Usually more helpful when I need to compare the RG between two files.
Why not two FMPA's? That is what I do.
I often give FMP a large task which will keep it busy so I open a second instance using an applescript in the dock and get to work on something else.
set s to quoted form of "/Applications/FileMaker Pro 16 Advanced/FileMaker Pro Advanced.app"
do shell script ("open -n " & s)
I have a Surface Pro with yesterday's backup loaded on it and I am able to run them side by side if/when needed. The Surface is a stand-alone and not connected to the live file or even the network for that matter.
Managing the desk space can be challenging if you have a small desk especially if connecting an external keyboard, mouse and monitor to the Surface.

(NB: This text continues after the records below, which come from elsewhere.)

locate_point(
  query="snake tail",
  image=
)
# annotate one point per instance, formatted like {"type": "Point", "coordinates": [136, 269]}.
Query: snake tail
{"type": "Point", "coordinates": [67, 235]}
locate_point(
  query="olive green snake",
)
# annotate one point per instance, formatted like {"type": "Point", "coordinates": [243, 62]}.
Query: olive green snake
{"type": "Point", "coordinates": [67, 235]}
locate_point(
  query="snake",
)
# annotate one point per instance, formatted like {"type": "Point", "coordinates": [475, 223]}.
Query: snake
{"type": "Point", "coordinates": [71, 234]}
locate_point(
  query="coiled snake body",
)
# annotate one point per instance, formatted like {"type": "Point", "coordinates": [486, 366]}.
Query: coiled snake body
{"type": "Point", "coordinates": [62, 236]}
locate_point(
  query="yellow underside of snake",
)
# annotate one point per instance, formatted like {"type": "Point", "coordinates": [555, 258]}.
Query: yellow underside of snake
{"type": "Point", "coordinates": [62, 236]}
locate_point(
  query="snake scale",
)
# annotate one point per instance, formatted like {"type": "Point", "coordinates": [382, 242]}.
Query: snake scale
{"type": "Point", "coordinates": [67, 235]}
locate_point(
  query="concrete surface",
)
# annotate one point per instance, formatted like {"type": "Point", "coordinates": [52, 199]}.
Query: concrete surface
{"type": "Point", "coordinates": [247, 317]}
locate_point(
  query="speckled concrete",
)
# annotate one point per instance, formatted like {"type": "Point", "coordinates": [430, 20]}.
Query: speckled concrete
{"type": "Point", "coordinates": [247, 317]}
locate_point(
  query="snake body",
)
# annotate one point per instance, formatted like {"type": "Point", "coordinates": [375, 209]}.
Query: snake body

I have found that on my MacBook Pro I can duplicate the FileMaker Pro advanced folder in the Applications folder. Rename the second instance with a V2 appended and drag a shortcut to the dock. The open either copy or both as needed.
Why limit yourself to only two instances. Save my code as an applescript application and place it in your dock. Each time you select it you'll fire up a separate instance of filemaker.
You can also run a Database Design Report (DDR) and use a tool like FM Perception to quickly isolate and analyze the relationships in the file. However, you can't edit the DDR and then reimport into FM to make changes (yet... teaser on this feature for future release at DevCon 17).